Harbison has been publishing art criticism in magazines and journals since 2004, writing about a range of artists working across media and often in performance and moving image. Harbison’s research has focused on how these media can challenge and engage the public both inside and beyond the gallery space. Increasingly her research has attended to the challenge that contemporary art presents to corporate media, and the political economies it services, within the audience’s experience or viewing encounter. This was the subject of her PhD, The Prosumer Complex.
Performing Image, Harbison’s first monograph, was published by the MIT Press in 2019. It considers what agency contemporary art might have in response to the rise of social media, and the harnessing of different modes of identity performance and DIY video-making by companies like Facebook and Instagram, through which forms of technology global capitalism and political populism intensifies. The book reflects on how artists have long combined performance and moving image to highlight or challenge aspects of media, and the book details these histories with analyses of works by Robert Rauschenberg, Yvonne Rainer, Lorraine O’Grady, Lynn Hershman Leeson, Leslie Thornton, Ericka Beckman, Shu Lea Cheang, Frances Stark, Mark Leckey, Cécile B Evans, Ligia Lewis, Wu Tsang, Every Ocean Hughes and Martine Syms.

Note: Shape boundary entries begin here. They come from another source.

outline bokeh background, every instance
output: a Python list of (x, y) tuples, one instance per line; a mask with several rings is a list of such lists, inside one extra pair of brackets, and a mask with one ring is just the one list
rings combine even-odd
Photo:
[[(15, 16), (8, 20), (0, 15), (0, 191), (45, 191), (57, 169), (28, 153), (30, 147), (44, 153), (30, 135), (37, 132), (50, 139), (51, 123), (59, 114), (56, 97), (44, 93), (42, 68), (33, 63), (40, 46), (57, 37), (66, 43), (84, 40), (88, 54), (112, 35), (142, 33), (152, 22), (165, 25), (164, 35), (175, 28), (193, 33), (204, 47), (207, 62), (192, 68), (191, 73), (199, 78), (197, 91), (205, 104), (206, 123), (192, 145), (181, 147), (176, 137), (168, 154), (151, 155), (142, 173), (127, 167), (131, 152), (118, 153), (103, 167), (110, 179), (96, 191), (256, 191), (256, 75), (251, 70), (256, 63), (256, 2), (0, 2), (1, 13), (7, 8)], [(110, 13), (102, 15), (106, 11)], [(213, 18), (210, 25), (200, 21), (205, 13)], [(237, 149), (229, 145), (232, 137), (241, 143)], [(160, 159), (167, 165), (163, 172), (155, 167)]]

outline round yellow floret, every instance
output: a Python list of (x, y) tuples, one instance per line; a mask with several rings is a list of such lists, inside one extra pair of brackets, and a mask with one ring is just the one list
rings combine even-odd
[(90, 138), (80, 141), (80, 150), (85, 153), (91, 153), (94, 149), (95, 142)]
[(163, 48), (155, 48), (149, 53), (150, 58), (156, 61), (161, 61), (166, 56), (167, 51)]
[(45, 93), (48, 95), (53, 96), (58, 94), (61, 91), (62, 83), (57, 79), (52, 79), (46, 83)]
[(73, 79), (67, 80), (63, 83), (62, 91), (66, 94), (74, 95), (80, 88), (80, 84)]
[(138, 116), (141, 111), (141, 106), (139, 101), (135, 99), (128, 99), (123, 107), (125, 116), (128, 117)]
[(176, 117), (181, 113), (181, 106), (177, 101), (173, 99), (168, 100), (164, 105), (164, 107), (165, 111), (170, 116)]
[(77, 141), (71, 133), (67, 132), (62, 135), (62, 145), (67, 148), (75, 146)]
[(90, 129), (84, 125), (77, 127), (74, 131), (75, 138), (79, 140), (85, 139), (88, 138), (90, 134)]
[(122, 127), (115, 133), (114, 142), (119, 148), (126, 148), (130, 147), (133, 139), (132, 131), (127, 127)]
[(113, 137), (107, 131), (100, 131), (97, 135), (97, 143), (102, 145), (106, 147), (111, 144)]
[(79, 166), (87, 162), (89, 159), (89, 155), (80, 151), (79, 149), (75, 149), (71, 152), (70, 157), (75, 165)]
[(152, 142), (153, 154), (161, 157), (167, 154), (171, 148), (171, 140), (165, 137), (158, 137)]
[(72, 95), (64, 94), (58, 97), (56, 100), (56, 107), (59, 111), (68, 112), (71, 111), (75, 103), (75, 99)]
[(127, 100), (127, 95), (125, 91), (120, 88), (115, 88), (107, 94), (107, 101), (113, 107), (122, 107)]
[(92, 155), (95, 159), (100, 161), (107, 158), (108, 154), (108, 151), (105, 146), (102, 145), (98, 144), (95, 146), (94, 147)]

In 2020, she was awarded a research grant by the Paul Mellon Centre to pursue her current research, which aims to establish the first comprehensive overview of artists’ film and video in and from Northern Ireland, from 1968 to the post-Brexit present. This study will examine successive waves of DIY film and video produced by artists and film collectives over the past fifty years. These works are analysed in relation to key political events and related media histories, including particular patterns of distribution within US and UK contexts, and policies and instances of state censorship.